Travel has fallen prey to the same dumbing down as everything else in our social media smartphone driven society.  Now we go somewhere and we spend a few minutes checking reviews on various platforms and arrive in a strange and wonderful new place with everything already settled, booked, reserved,” special, dear, curated experiences masquerading as authentic that leave no room for accident or improvisation, being fed the same unique experience as everyone else including precise GPS locations for your Instagram photos.  This is not the same as research unless your goal is to learn nothing.

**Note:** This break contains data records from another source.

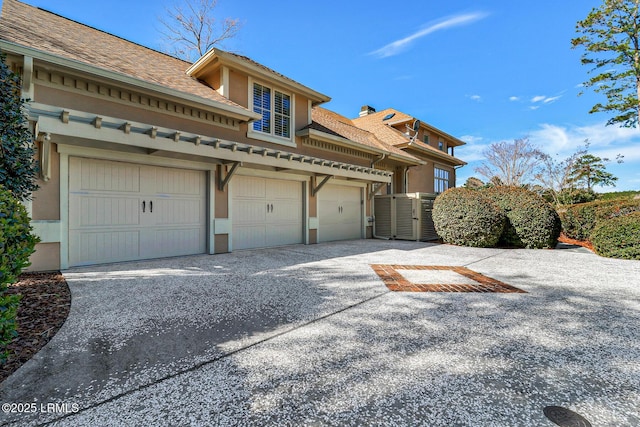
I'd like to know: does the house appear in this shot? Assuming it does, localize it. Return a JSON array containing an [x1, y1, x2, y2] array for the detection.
[[353, 105, 466, 193], [0, 0, 461, 270]]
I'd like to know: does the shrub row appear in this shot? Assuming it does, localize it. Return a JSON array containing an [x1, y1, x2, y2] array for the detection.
[[0, 185, 38, 362], [561, 200, 640, 240], [590, 211, 640, 260], [433, 187, 561, 248]]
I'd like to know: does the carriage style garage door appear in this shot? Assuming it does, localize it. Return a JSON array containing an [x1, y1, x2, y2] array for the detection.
[[231, 176, 304, 250], [69, 157, 207, 266], [318, 185, 362, 242]]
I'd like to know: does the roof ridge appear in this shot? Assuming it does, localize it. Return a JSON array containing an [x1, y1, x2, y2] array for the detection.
[[17, 0, 191, 64]]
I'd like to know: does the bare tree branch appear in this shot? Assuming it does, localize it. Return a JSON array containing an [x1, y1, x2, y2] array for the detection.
[[160, 0, 241, 61], [475, 138, 543, 186]]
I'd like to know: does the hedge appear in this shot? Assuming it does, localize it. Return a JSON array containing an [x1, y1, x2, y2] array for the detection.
[[590, 212, 640, 260], [562, 200, 640, 240], [433, 188, 506, 247], [482, 186, 562, 249], [0, 185, 38, 361]]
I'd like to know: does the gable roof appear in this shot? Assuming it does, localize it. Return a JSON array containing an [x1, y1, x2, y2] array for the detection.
[[186, 47, 331, 105], [298, 107, 424, 164], [0, 0, 255, 117], [352, 108, 466, 165]]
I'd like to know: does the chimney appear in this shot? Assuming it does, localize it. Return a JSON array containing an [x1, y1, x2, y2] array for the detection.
[[360, 105, 376, 117]]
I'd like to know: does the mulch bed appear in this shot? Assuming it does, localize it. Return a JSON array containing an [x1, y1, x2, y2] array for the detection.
[[558, 233, 595, 252], [0, 272, 71, 382]]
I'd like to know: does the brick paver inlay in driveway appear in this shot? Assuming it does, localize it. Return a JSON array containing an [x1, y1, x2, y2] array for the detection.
[[371, 264, 526, 293]]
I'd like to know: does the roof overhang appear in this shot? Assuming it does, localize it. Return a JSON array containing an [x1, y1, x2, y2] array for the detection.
[[296, 128, 426, 166], [395, 142, 467, 166], [29, 103, 393, 183], [0, 40, 262, 122], [385, 112, 466, 147], [187, 48, 331, 105]]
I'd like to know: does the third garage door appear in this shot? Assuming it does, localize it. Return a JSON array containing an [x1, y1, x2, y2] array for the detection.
[[231, 176, 304, 250], [318, 185, 362, 242]]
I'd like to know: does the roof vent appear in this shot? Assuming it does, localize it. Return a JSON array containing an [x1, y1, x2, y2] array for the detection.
[[360, 105, 376, 117]]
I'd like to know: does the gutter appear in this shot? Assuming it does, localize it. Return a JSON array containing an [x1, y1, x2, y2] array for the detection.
[[0, 40, 262, 122]]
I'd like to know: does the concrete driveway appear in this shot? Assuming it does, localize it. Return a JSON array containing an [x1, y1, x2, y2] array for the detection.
[[0, 240, 640, 426]]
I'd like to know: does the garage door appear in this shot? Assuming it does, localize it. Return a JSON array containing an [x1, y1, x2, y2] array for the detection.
[[69, 157, 207, 266], [231, 176, 303, 250], [318, 185, 362, 242]]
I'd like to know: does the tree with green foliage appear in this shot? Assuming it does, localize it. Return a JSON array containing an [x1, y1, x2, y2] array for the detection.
[[571, 0, 640, 127], [569, 153, 618, 191], [475, 138, 543, 187], [0, 53, 38, 200], [0, 53, 38, 363]]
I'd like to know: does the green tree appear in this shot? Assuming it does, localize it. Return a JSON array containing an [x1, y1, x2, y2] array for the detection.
[[569, 153, 618, 191], [0, 53, 38, 201], [571, 0, 640, 127], [464, 176, 484, 188], [475, 138, 543, 187]]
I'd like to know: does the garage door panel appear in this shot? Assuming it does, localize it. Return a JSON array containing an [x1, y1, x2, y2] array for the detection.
[[69, 157, 207, 265], [154, 228, 206, 257], [69, 230, 140, 265], [153, 199, 205, 226], [318, 184, 362, 242], [69, 158, 141, 193], [231, 176, 303, 249]]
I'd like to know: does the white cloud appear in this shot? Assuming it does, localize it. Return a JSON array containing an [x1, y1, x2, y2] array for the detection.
[[529, 123, 640, 163], [370, 12, 487, 58], [542, 95, 562, 104]]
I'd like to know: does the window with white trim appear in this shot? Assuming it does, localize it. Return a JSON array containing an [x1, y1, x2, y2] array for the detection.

But think about that trip to Tibet or Kenya or Yucatan or Cleveland (or wherever it is for you).  What if you read all the books you could find about those places, really went down the rabbit hole reading blogs and news articles, acquired a more-than-passing familiarity with what is happening politically?  How then might that affect your trip when you arrived, your ability to communicate with the locals on more than a surface level, your deeper understanding of what you see and hear?  How might that change your life?

And if the trip never comes to pass is all that research wasted?  I would hope not.  A greater understanding of another place and people, other thought and faith systems, another piece of the world’s history and politics is something that will change you for the better, no travel required.  In the process of learning about something we are taken in other directions.  I hope someday to travel to Mount Kailash on the Tibetan plateau, to circumambulate the holy mountain among pilgrims of other religions, but it was my research into the Ganges river and its histories and myths and sacred geographies that led me to know about that far away Tibetan peak.  When we were first assigned to India I knew I wanted to go to the Ganges.  I knew about the city of Varanasi and a few other places but knowing one thing led to something else and Varanasi led me to Haridwar and Rishikesh and farther and farther into the mountains to Gangotri and Badrinath and Mana and within 40 kilometers of the Tibetan frontier.  The things I read and the maps I studied led me directly to the physical and the very far away.  I would not have found them on Yelp.  All of these things led to changes in other parts of my life as well, changes too numerous and at times personal to write about here.

The saying is that learning is its own reward but that is a little simplistic, a bit reductive.  Learning may be its own reward but it also rewards the student in other distinct and tangible ways.  In preparing to go to Kailash, I learned esoteric facts about Tibetan Buddhism but I also spent the time and money to upgrade my trekking gear.  That gear will serve me quite well here in Guatemala and, hopefully, the experience using it will better prepare me should the time be right for Tibet or a return to India and Nepal.  I was also preparing for a documentary project in Kenya at the same time we were starting the long process of leaving Mexico, shortly before the pandemic.  I thought long and hard about what camera and sound equipment I would need for Kenya while simultaneously looking to streamline everything we owned.  I was able to let enough old cameras and lenses go to very nearly pay for the new ones which work just as well in Central America as I suspect they will in Africa.

It might seem depressing to learn all these things, to spend all that time and money on a trip that might never happen but I would argue the opposite.  Here, more than a year into the pandemic with life and travel still limited, those things I learned give my mind new space to roam free.  I know about mountains and lakes and people and temples I never knew about before.  I can imagine the sounds of pilgrims chanting mantras for strength as they struggle towards the Drolma La Pass at over 19,000 feet.  I imagine the wind and the glare of the sun on snow, the reflections of mountains on the surface of Lake Mansarovar, the taste of salted butter tea and dried yak meat, smells I have never smelled, languages I have never heard spoken, and I am glad I am not sitting in this house without those things to think about.  And I think about my pack hanging on the wall upstairs and the new poles strapped to its side and the boots already broken in and the anorak waiting to be pulled on and I know I am ready to go.